Doherty too, is terrific in Adolescence’s third episode, but she’s the solid gold frame for Cooper’s in-depth oil-painting portrait of a desperately confused, clever, sad and angry child. He’s singularly naturalistic, with a range so wide that it’s unsettling the same young actor who charmed in one moment can knock the wind out of you with shock in the next. Cooper and Doherty share Mamet-ish tennis match dialogue as Jamie tries to interpret and anticipate Briony’s line of questioning, and it’s never less than compelling. The fact that it’s taking place like a stage play, in real time and in a single take just makes it all the more extraordinary.

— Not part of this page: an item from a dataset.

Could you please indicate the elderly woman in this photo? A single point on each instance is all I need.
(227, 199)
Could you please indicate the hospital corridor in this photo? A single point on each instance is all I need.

Yes, we’re here to find more clues to the plot mystery – did Jamie do it, why would Jamie have done it? – but they’re incidental to the fascinating picture the Cooper builds of the inside of Jamie’s head. To say more might spoil the experience, so we’ll stop there. Be certain though, you’re going to hear more about this episode and this young actor in the coming months and years.
Adolescence is by no means a perfect drama. It gives one character a speech lampshading its own sidelining of the murder victim – which is perhaps intended to stave off criticism that like so many crime shows before, it’s used a dead girl as a prop through which to explore the male psych – but a confession of guilt isn’t an excuse.
It is though, like all of Jack Thorne and Stephen Graham’s collaborations (This Is England, The Virtues, Help) led by empathy, talent and a desire to connect people through storytelling. Ultimately, it’s a drama about grief – not just for the dead child, but also for the one lost through the act of murder, and grief for the family that was shattered the moment the police arrived at their door. Watch it, struggle with its pain, start conversations with your own kids, be bowled over by its third episode, and listen out for the name Owen Cooper.
All episodes of Adolescence are available to stream now on Netflix.